Com as rádios e as televisões, o fenómeno é muito semelhante. O que é que nos leva,
muitas vezes, a optar pelo canal A, em detrimento do canal B? Claro!, é ali que está
aquele pivô mais simpático.
Os jornais estão cada vez mais parecidos uns com os outros. Não trazem nada de novo.

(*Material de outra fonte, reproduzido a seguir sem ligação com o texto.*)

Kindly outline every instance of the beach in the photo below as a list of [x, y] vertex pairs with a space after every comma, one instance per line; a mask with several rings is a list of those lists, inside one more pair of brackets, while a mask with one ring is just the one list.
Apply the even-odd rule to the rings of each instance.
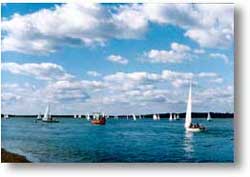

São iguais, monótonos e repetitivos. São uma chatice. Costumo chamar-lhes produtos
de linha branca, tal e qual como os encontramos no hipermercado: diferentes na
embalagem, iguais no conteúdo. E até fazem lembrar a velha piada do cliente de
restaurante que todos os dias, sem enjoar nem pestanejar, pedia invariavelmente o
mesmo prato: polvo cozido com arroz do mesmo!
Acresce a tudo isto que os órgãos de Comunicação Social deixaram de ter agendas de
trabalho próprias. Hoje, a agenda de todas as redacções é igual ao somatório das
agendas político-partidárias, à agenda dos economistas, à agenda dos banqueiros, à
agenda de quem, de alguma forma, detém o poder, e não será por acaso que, neste
contexto, por exemplo, a agenda dos sindicalistas esteja em perda há alguns anos.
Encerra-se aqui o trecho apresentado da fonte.